The overexpression of Bcl-2 or Bcl-xL has shown precise and efficient inhibition of apoptosis in rCHO cell cultures by enhancing the culture longevity, cell viability, and endurance to environmental stresses. Consequently, rendering greater yields of therapeutic protein, which is a definite economic advantage in the biopharmaceutical industry. Similarly, down-regulation of caspases, such as caspase-8 and -9, and knockouts of pro-apoptotic genes, such as Bax and Bak, enhances the viability of both batch and fed-batch cultures. (Down-regulation of such genes can be done with various genome-editing techniques like ZFNs, TALENs or CRISPR-associated (Cas) system).
Therapeutic protein expression regulation by smart promoters and epigenomic reprogramming.
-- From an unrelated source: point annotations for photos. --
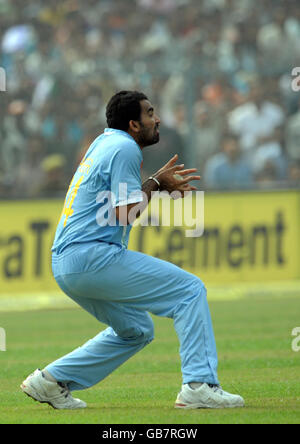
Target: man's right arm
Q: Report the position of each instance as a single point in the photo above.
(168, 181)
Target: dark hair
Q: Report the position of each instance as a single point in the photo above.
(123, 107)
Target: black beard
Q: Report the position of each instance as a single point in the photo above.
(145, 140)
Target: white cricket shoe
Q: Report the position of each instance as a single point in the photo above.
(207, 397)
(55, 394)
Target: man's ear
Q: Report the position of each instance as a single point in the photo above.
(134, 126)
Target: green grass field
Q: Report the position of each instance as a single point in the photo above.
(256, 360)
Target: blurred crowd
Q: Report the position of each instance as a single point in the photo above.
(219, 73)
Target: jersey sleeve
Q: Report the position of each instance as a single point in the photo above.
(126, 183)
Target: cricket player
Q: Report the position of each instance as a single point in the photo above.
(92, 265)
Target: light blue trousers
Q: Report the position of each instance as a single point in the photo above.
(119, 287)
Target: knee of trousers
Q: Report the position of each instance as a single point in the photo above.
(138, 334)
(197, 286)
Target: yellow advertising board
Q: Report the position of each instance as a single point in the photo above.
(248, 237)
Shortly research labs will be able: to design transcriptional control systems, synthetic promoters, controlling the timing of gene expression at will by trigger-inducible transcription factors (TF), protectin against chromatin silencing. In addition to changing the DNA sequence of a given genome, researchers have already begun to edit the epigenome in order to alter the regulation of a target gene. Moreover, the use of effector fusions can significantly expand the repertoire of genome engineering modalities achievable using Cas9. Furthermore, non-editing CRISPR tools are helping in screening engineered cells for a phenotype of interest with speed and precision.